The Minesweeper War Badge or Minesweepers, Sub-Chasers and Escort-Vessel War Badge (Kriegsabzeichen für Minensuch-, U-Boot-Jagd- und Sicherungsverbände) was a World War II German military decoration awarded to Kriegsmarine members for service on minesweepers vessels. The award was instituted on 31 August 1940 by Grand Admiral Erich Raeder. It was first awarded on 28 November 1940.

==Design==
The medal, designed by Otto Placzek of Berlin, consists of an outer laurel wreath of oak leaves with the national emblem of an eagle clutching a swastika (both golden coloured) at its apex. The central area features a representation of a sea mine exploding. The medal was first produced in bronze and later in zinc. Inferior quality late-war versions can appear a dull gray as the gold gilt was known to wear off.

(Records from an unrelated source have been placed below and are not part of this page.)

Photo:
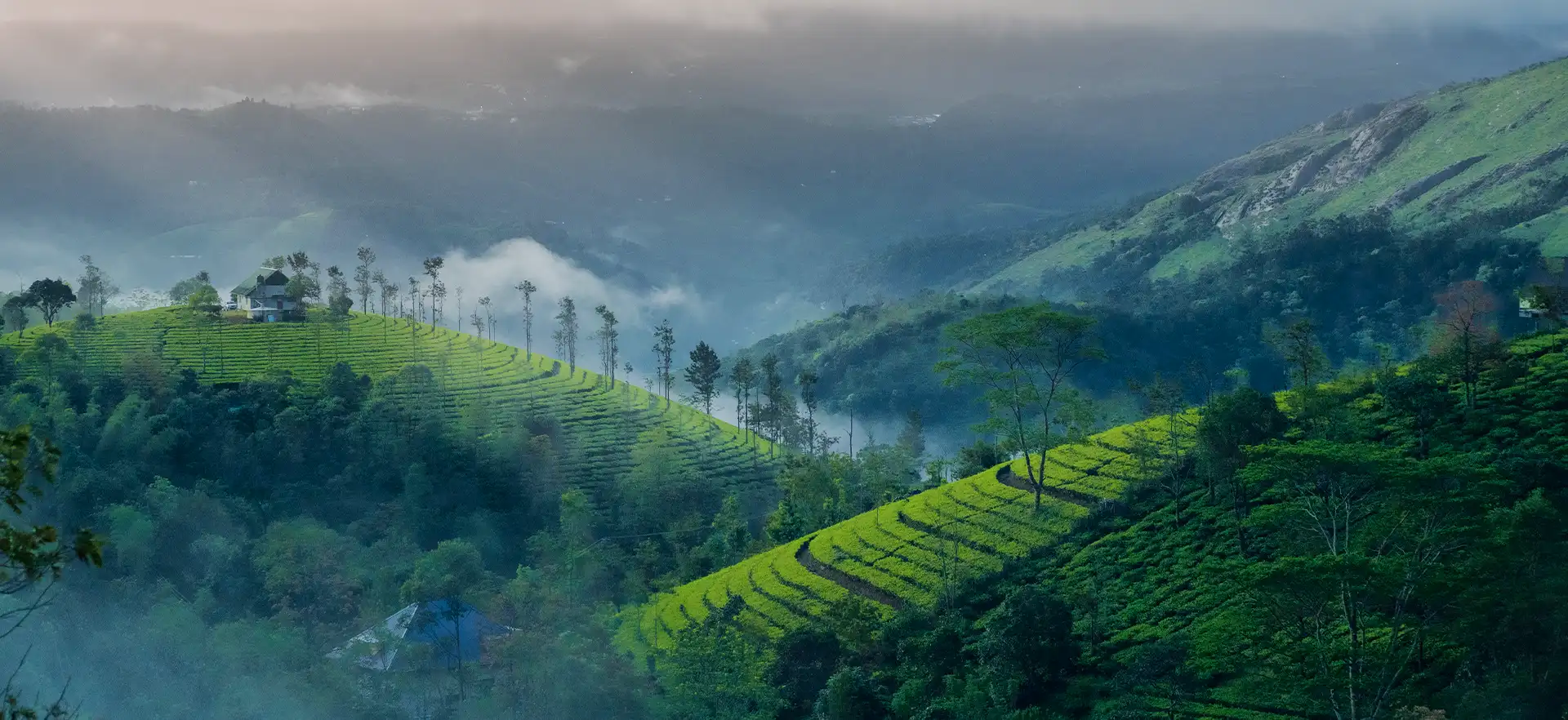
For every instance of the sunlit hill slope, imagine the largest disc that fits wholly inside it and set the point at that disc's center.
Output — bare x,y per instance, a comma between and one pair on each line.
482,383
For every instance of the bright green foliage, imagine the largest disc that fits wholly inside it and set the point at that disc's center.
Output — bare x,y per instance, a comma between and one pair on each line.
913,551
1479,149
483,383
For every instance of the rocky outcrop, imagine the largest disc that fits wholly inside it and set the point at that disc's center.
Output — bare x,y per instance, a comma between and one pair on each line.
1371,144
1286,185
1424,185
1501,175
1351,118
1339,165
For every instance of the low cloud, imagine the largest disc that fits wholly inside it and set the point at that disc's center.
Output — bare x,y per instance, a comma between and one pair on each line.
497,270
306,96
753,15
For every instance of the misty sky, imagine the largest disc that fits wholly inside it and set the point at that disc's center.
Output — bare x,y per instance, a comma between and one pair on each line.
245,15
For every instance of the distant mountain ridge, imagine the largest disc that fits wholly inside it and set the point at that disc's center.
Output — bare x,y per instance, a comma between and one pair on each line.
1491,153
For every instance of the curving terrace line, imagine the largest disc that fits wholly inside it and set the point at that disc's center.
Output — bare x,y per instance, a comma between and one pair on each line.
844,580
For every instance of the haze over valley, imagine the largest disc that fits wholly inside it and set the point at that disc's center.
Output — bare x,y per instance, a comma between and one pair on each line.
784,360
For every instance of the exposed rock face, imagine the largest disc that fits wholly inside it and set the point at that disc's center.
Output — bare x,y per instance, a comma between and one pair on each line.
1352,117
1501,175
1424,185
1339,165
1371,143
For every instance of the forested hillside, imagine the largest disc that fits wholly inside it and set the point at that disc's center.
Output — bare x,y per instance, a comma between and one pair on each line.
1482,160
267,490
1388,544
1360,223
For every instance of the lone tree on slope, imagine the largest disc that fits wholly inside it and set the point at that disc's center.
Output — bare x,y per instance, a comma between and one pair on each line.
703,377
567,331
528,289
744,379
95,287
49,297
608,342
664,355
366,275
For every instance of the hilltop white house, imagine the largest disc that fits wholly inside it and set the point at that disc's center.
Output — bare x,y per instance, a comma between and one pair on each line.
264,297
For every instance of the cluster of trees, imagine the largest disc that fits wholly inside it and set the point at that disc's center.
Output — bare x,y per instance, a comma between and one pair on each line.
303,513
874,360
1387,543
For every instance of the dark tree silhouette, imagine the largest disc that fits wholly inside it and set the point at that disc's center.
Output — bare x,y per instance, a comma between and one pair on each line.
703,376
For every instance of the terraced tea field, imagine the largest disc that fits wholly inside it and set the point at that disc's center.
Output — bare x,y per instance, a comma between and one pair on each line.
910,551
482,381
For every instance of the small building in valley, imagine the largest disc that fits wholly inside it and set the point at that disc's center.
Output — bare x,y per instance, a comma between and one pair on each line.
265,297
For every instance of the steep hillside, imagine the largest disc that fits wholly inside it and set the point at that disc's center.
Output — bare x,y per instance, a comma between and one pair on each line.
911,551
1490,153
485,384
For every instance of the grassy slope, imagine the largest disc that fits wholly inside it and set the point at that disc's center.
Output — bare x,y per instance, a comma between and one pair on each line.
908,551
485,383
1510,121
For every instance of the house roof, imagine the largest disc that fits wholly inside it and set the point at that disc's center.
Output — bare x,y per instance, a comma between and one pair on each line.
451,631
261,277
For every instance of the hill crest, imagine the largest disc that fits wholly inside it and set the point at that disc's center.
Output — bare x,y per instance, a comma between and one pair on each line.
1491,148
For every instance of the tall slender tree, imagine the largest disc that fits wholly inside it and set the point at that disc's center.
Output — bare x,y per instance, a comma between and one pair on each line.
773,393
388,292
1467,338
808,396
1022,358
608,342
703,376
528,289
664,358
51,297
438,291
380,280
742,380
95,287
364,275
337,300
567,331
487,306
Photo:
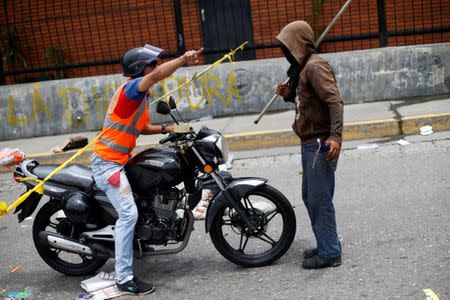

The medal was worn on the lower part of the left breast pocket of the naval service tunic, underneath the 1st class Iron Cross if awarded, or equivalent grade award.

==Criteria for award==
Award of this medal could derive from:

- The candidate had completed at least three operational sorties
- Wounded during an operational sortie
- Ship he was sailing in an operation was sunk due to enemy action
- Participated in a specific sortie that proved very successfully
- Had shown exemplary conduct in the execution of his duties over a six-month period
- Completed a specially dangerous mission in a mined area
- Served on escort duty for 25 days or more

== Post-War ==
After the official establishment of the West German government in 1949, and the sub-subsequent founding of the new German Navy in 1956, the Bundesmarine found many of its ships crewed by former Kriegsmarines.

Following a similar directive as the rest of the Bundeswehr, the Bundesmarine allowed several de-nazified versions of World War II medals, which had been previously earned and issued, to be worn. The decision to allow re-issued versions of these medals to be worn was made after a Federal decision in 1957. Thereafter, a select number of medals pertaining to combat and civilian service with the Wehrmacht (Nazi party medals were not re-issued) were produced. These medals were re-issued to retired and active members of the former Kriegsmarine. Members of the Bundesmarine who had not served during the war were not eligible to receive this medal.

These 1957 re-issued medals are identical in most respect to their wartime equivalents, the most prominent difference being the removal of the German eagle and Swastika. Post-war Minesweeper medals were produced by a wide variety of German medal manufacturers between the 1960s–1980s. These new medals often do not bear a makers mark. They also sometimes utilize some newer medals in their construction.